I'm curious if threading is the right approach for my use case. I'm working on a genetic algorithm, which needs to evaluate the fitness of genes 1...n. The evaluation of each is independent of others for the most part. Yet, each gene will be passed through the same function, eval(gene
.
My intention is that once all genes have been evaluated, I will sort by fitness, and only retain top x.
From this tutorial, it seems that I should be able to do the following, where the specifics of eval
are out of scope for this question, but suppose each function call updates a common dictionary of form, {gene : fitness}
:
for gene in gene_pool:
thread_i = threading.Thread(target=eval(gene), name=f"fitness gene{i}")
thread_i.start()
for i in range(len(genes)):
thread_i.join()
In the tutorial, I don't see the function actually invoking the function eval()
, but rather just referencing its name, eval
. I'm not sure if this will problematic for my use case.
My first question is: Is this the right approach? Should I consider a different approach to threading?
I don't believe that I will need to account for race conditions or locks because, while every thread will update the same dictionary, the keys and values will be independent.
And my last question: Does multiprocessing generally a better bet? It seems that it's a bit higher level, which might be ideal for someone new to parallelization.
CodePudding user response:
In Python, threading is constrained by the GIL, so that it is very limited performance-wise. In case of IO-bound code (reading/writing files, requests on the network, ...) async is the way to go. But from what you explain, your code is rather CPU-bound (computing many things). Then if you want your code to go fast then you need to circumvent the Python GIL. There is two main ways :
- multiprocessing (having multiple different Python processes in parallel)

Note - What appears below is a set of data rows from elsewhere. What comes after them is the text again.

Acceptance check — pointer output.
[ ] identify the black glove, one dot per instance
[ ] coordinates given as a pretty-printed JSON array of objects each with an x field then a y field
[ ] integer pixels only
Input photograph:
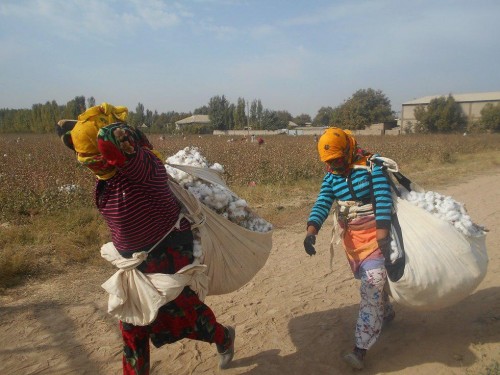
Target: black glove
[
  {"x": 385, "y": 247},
  {"x": 308, "y": 244},
  {"x": 395, "y": 270}
]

- or calling code written in lower-level languages (Cython, C, ...), typically wrapped in a nice library
If you want something simple, stick to multiprocessing
: at the start create a pool whose size is the number of competing genes (N), then at each iteration submit to the pool N new tasks to it and wait for their results (the pool.map
function), repeat as many times as you want.
I think it is the simplest way to get a full parallelization, which should give you decent speed.